Global mapping of binding sites for phic31 integrase in transgenic maden-darby bovine kidney cells using ChIP-seq
ΦC31 integrase, a site-specific recombinase, can efficiently target attB-bearing transgenes to endogenous pseudo attP sites within mammalian genomes. The sequence features of endogenous binding sites will help us to fully understand the site-specific recognition function by ΦC31 integrase.
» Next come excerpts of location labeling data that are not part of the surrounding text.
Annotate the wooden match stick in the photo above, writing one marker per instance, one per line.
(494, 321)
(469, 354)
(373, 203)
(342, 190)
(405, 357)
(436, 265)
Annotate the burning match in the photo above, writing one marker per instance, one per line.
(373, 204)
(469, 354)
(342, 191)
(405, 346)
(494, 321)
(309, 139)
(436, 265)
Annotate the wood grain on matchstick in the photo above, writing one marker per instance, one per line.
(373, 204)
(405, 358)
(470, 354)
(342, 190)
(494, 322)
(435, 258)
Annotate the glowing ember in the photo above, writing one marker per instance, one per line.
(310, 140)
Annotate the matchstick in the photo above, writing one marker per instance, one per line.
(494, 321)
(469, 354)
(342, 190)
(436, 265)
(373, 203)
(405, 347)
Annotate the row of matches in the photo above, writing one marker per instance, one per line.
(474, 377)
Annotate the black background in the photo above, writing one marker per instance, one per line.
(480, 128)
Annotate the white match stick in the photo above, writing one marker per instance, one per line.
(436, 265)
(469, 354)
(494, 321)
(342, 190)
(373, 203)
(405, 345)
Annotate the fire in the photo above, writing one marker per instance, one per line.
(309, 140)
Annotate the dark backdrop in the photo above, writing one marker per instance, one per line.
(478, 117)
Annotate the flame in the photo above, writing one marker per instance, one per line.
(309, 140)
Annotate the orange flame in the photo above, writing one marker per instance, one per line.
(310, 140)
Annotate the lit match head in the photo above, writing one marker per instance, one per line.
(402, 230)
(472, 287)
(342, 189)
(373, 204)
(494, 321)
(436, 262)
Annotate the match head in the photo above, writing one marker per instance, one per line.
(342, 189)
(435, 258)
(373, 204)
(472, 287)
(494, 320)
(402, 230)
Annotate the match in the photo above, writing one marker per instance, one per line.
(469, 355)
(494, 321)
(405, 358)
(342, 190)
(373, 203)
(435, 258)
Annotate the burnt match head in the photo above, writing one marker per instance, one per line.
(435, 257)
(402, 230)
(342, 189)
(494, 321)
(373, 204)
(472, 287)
The present study was aimed to uncover the global map of ΦC31 integrase binding sites in bovine cells and analysis the features of these binding sites by comprehensive bioinformatics methods.
In this study, we constructed a ChIP-seq method that can be used to uncover the global binding sites by phiC31 integrase. 6740 potential ΦC31 integrase binding sites were identified. A sequence motif was found that contains inverted repeats and has similarities to wild-type attP site. Using REPEATMASKER, we identified a total of 20,183 repeat-regions distributed in 50 repeat types for the 6740 binding sites. These sites enriched in “regulation of GTPase activity” of in the GO category of biological process and KEGG pathway of signal transmembrane transporter activity.
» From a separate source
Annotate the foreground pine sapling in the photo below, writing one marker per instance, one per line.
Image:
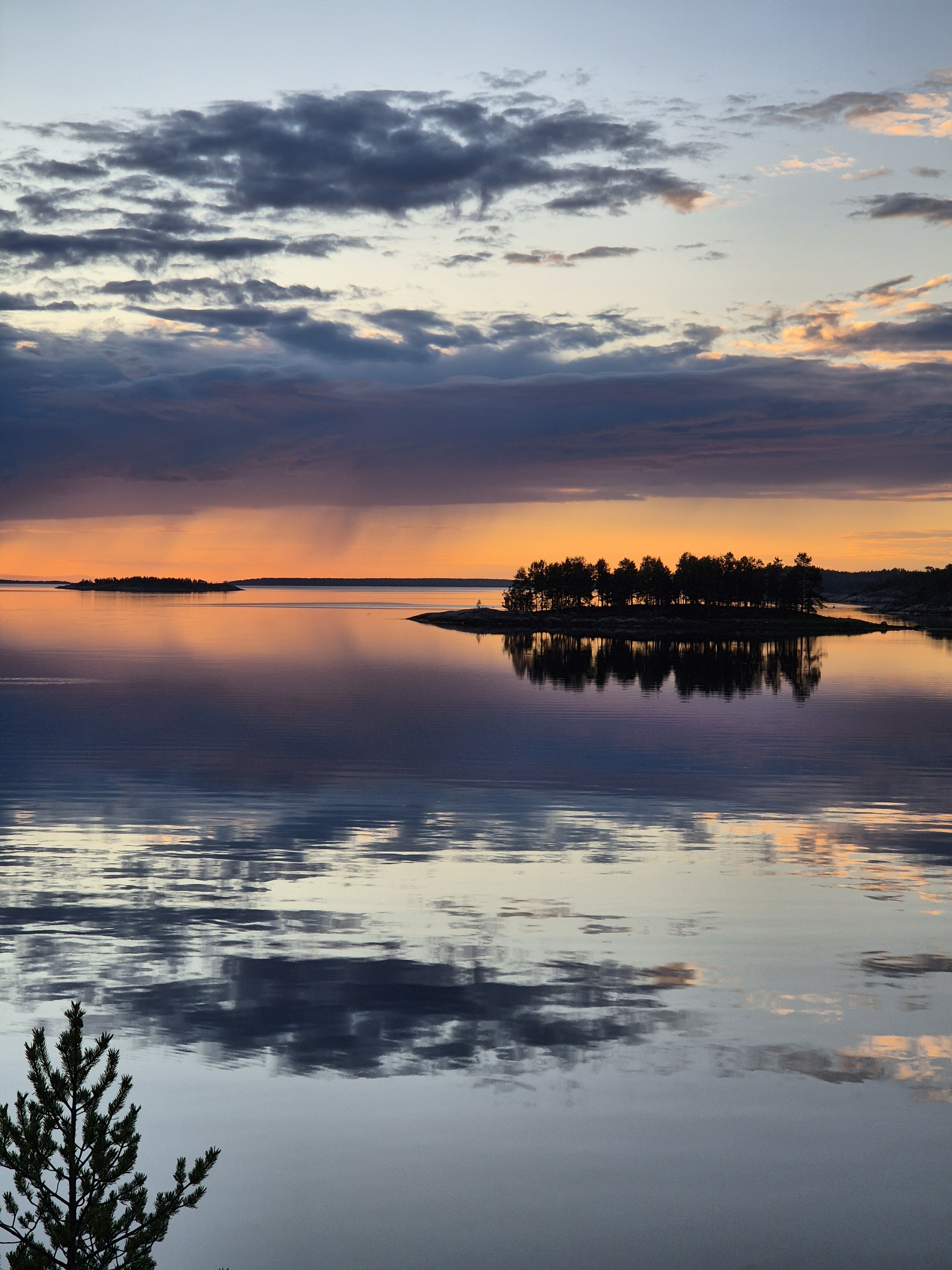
(79, 1206)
This study is the first time to uncover the global map of binding sites for ΦC31 integrase using ChIP-sequencing method and analysis the features of these binding sites. This method will help us to fully understand the mechanism of the site-specific integration function by phiC31 integrase and will potentially boost its genetic manipulations in both gene therapy and generation of transgenic animals.
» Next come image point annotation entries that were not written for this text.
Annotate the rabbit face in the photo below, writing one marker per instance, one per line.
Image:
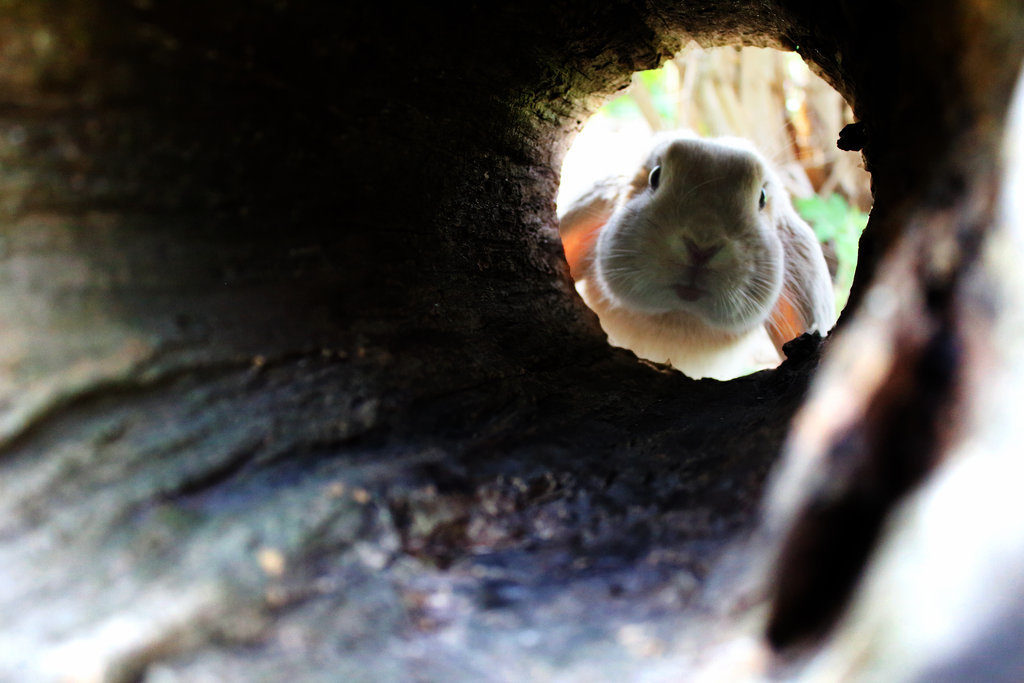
(698, 236)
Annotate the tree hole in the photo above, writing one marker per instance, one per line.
(709, 216)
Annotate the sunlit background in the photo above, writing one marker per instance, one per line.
(764, 95)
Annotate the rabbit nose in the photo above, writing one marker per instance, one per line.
(700, 255)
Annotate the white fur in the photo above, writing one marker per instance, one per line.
(689, 272)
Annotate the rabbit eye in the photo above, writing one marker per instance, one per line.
(655, 177)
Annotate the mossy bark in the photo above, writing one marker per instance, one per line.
(294, 379)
KeywordsΦC31 integrase Binding sites ChIP-seq Sequence motif
Chromatin immunoprecipitation-DNA sequencing
Kyoto Encyclopedia of Genes and Genomes
Maden-darby bovine kidney
Multiple Em for Motif Elicitation
The Streptomyces phage ΦC31 integrase is a site-specific recombinase that catalyzes recombination between two short DNA sequences, a bacterial attachment site (attB) and a phage attachment site (attP) . As prokaryotic attachment sites, attP and attB are unlikely to occur in the genomes of mammals and most plants, but pseudo attP sites are present in the eukaryotic genome [2, 3, 4, 5], ΦC31 integrase can efficiently target attB-bearing transgenes to endogenous pseudo attP sites within mammalian genomes [6, 7]. Because ΦC31 integrase-mediated recombination is stable, irreversible and does not require external chemical energy and cofactors, ΦC31 integrase has become a powerful tool for both gene therapy animals [8, 9, 10, 11, 12, 13] and generation of transgenic animals [14, 15, 16]. However, with the use of ΦC31 integrase system in genetic manipulations, an increasing number of problems is being encountered. On one hand, the presence of a large number of pseudo attP sites in the genome increases the risk of chromosomal rearrangements and DNA damage . On the other hand, due to the high activity of the integrase system in the genome, the specificity does not appear to be as high as expected. Therefore, it is necessary to further study the mechanism of ΦC31 integrase system in mammalian cells, in order to further optimize the system, improve its integration specificity and reduce the non-specific recombination.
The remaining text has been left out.